Variations & Flavor Twists
- Mushroom Medley: Mix up the mushroom types for more flavor. Shiitake + cremini is a personal favorite.
- Double the Cheese: Add a swath of creamy cheese spread or a sprinkle of grated Swiss right on the buns before building the burger.
- Herbed Mushrooms: Toss in fresh thyme or parsley as the mushrooms finish cooking for some herby oomph.
- Make it Meatless: Sub in a veggie burger (portobello cap, black bean patty, or a good store-bought one) and you’re still in for a treat.
- Barbecue Touch: Brush the beef patty with a dab of barbecue sauce or steak sauce before topping with mushrooms and cheese.
- Add Bacon (I Said It!): Crisp bacon strips on top of the mushrooms for a little extra indulgence.
How to Store & Reheat
Leftovers don’t happen often, but if you do have an extra burger or two (or just lots of mushrooms!), you’re in luck.
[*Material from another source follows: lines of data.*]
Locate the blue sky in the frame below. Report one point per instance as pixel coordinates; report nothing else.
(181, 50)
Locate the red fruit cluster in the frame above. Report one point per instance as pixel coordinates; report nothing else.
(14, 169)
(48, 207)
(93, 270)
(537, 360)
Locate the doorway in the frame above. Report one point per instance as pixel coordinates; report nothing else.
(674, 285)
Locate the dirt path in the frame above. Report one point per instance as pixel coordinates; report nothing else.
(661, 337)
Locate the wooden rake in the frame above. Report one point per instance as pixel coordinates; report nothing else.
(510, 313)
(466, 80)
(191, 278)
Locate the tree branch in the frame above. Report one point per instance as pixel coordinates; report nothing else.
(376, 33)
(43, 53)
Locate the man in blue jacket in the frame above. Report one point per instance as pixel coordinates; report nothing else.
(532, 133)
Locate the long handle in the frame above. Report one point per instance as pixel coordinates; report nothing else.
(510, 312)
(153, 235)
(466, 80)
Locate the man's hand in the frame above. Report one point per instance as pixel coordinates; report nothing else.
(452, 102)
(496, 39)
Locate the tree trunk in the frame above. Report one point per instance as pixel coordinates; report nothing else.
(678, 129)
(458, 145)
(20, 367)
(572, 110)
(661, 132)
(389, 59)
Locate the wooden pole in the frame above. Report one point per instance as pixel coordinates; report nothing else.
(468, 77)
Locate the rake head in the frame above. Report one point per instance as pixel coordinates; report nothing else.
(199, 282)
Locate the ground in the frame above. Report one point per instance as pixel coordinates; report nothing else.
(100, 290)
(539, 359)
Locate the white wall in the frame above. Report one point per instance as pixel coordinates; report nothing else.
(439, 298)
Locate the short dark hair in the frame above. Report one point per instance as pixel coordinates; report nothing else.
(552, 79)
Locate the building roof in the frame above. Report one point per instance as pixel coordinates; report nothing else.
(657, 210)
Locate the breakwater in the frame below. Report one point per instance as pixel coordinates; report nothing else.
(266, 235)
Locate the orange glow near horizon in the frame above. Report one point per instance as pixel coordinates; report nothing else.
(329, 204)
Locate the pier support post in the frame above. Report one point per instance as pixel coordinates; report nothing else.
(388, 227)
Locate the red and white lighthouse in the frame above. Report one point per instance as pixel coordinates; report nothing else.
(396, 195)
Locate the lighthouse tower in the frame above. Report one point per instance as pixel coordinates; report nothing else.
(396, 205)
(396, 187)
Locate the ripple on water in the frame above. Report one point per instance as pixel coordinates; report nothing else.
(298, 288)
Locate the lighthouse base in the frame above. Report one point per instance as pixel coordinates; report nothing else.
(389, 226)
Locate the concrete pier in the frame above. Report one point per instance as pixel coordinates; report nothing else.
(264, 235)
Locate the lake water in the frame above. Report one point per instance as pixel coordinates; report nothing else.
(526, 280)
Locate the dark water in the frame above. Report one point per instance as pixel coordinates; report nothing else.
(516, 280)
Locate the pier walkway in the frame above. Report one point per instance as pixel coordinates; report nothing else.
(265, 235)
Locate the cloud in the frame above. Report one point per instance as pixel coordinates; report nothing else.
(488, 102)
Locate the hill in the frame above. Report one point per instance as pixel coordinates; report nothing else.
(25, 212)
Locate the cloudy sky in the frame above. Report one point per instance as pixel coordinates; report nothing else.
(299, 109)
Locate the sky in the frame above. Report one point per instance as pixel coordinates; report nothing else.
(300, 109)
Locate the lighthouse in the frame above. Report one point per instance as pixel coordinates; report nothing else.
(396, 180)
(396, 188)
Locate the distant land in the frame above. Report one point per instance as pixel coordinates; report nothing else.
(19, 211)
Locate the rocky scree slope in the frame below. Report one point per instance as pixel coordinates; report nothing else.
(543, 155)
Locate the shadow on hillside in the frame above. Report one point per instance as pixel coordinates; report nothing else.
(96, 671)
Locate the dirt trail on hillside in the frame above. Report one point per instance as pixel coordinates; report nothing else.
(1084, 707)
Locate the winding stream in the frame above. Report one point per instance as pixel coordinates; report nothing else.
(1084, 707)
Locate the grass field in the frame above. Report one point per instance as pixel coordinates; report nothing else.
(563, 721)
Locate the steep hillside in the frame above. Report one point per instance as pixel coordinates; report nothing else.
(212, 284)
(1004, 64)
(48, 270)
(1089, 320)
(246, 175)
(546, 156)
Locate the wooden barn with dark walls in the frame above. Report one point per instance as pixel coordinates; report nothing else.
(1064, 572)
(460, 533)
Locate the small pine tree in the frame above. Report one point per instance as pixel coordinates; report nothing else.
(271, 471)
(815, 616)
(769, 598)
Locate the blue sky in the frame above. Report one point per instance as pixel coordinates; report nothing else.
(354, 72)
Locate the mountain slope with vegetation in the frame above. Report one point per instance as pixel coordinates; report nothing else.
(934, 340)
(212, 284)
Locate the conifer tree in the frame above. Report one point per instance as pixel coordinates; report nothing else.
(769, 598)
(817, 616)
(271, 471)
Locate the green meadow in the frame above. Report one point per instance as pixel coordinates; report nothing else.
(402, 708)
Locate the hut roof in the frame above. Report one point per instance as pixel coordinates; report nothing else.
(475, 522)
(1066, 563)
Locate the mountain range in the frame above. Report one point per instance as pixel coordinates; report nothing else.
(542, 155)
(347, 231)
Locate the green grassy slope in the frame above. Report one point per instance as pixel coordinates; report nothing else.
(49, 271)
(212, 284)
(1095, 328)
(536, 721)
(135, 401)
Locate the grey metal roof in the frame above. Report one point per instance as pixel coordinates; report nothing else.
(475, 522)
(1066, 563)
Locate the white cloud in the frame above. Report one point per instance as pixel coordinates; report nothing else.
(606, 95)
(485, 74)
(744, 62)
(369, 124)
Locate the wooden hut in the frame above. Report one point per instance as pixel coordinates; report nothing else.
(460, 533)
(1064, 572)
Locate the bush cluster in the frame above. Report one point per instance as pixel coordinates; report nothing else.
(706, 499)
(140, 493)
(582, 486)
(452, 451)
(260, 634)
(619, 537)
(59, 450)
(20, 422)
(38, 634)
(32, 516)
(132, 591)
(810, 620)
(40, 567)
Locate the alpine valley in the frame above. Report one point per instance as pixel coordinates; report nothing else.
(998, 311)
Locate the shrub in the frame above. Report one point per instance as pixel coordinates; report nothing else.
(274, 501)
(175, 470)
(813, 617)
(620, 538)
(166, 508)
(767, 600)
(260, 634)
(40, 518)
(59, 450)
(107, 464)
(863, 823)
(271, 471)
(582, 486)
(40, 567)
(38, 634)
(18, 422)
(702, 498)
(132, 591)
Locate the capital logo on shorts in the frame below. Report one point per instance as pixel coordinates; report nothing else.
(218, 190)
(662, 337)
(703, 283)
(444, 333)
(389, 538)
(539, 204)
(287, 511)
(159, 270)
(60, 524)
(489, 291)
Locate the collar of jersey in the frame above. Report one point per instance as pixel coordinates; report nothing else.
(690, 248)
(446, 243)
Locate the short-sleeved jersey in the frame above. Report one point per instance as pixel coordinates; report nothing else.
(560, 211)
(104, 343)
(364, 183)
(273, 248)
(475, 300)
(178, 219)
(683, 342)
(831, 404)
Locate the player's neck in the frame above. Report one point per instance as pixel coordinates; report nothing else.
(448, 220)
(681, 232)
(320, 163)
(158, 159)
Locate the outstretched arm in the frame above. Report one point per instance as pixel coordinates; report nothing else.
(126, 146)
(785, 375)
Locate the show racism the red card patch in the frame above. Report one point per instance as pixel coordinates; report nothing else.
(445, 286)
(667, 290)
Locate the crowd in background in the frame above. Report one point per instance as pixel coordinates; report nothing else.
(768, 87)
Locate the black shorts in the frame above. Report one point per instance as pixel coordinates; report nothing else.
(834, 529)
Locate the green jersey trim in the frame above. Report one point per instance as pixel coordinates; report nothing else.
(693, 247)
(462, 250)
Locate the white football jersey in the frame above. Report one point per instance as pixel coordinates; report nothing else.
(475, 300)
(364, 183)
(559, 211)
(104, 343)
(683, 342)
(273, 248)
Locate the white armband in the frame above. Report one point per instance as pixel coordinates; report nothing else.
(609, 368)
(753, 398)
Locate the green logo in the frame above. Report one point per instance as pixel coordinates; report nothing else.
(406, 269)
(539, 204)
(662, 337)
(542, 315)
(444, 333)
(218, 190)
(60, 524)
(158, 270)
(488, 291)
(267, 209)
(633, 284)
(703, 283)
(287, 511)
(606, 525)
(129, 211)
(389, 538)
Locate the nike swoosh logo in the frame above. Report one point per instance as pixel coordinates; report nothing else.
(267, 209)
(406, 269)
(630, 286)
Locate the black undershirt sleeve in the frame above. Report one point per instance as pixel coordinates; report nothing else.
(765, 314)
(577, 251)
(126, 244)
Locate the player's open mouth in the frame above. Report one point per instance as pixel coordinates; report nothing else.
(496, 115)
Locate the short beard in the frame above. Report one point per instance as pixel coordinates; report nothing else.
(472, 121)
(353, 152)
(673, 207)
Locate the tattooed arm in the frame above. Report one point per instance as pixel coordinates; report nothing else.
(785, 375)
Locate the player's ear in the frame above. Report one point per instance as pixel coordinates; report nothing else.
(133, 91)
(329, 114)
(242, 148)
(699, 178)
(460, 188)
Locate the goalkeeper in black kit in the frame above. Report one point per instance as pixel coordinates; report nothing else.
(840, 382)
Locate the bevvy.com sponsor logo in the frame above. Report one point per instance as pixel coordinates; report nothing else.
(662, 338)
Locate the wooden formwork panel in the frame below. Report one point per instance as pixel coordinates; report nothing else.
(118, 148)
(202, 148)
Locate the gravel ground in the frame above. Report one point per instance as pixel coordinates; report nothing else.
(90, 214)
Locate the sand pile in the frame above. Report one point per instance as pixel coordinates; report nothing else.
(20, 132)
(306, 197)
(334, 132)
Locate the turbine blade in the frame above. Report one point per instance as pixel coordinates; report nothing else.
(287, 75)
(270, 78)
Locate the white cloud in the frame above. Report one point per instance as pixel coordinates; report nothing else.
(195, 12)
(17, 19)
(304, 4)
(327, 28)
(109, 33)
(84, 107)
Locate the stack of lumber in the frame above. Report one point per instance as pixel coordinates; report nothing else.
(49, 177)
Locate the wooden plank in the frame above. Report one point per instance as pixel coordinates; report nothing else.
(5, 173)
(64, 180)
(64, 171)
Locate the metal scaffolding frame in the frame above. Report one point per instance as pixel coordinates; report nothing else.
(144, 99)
Store any leftover beef patties, mushrooms, and cheese separately from the buns and toppings—airtight containers all the way.
To reheat, warm the patty and mushrooms gently on the stovetop or in the microwave just until hot (don’t overdo it or things get tough). Fresh toast your buns again so they’re sturdy and not mushy. Assemble just before eating for the best texture. The mushrooms are also incredible on eggs, toast, or even tossed with pasta—just a little “chef’s treat” for the cook!
Let’s Chat!
I hope you’ll give this classic Mushroom Swiss Burger a try and make it part of your own family’s list of favorites. If you’ve got a favorite burger topping or fun twist, let me know in the comments—I’m always looking for inspiration (and drooling over your ideas!). Don’t be shy if you’ve got any questions or need help troubleshooting burger night. Here’s to big bites, melty cheese, and plenty of good company at the table!

Mushroom Swiss Burger
Ingredients
- Ground Beef 80/20 recommended for juiciness
- Swiss Cheese Classic Alpine Swiss recommended
- Mushrooms Button mushrooms or baby bellas
- Buns Brioche or potato buns recommended
- Butter
- Olive Oil
- Garlic
- Worcestershire Sauce
- Salt
- Black Pepper
- Optional Burger Toppings Caramelized onions, lettuce, pickles, etc.
Instructions
- Clean and slice mushrooms. Sauté in butter and olive oil with garlic and Worcestershire sauce.
- Divide ground beef, shape into patties, season with salt and pepper.
- Grill or cook beef patties, top with sautéed mushrooms and Swiss cheese.
- Butter and toast buns for assembly.
- Layer burger patties on toasted buns, add toppings as desired.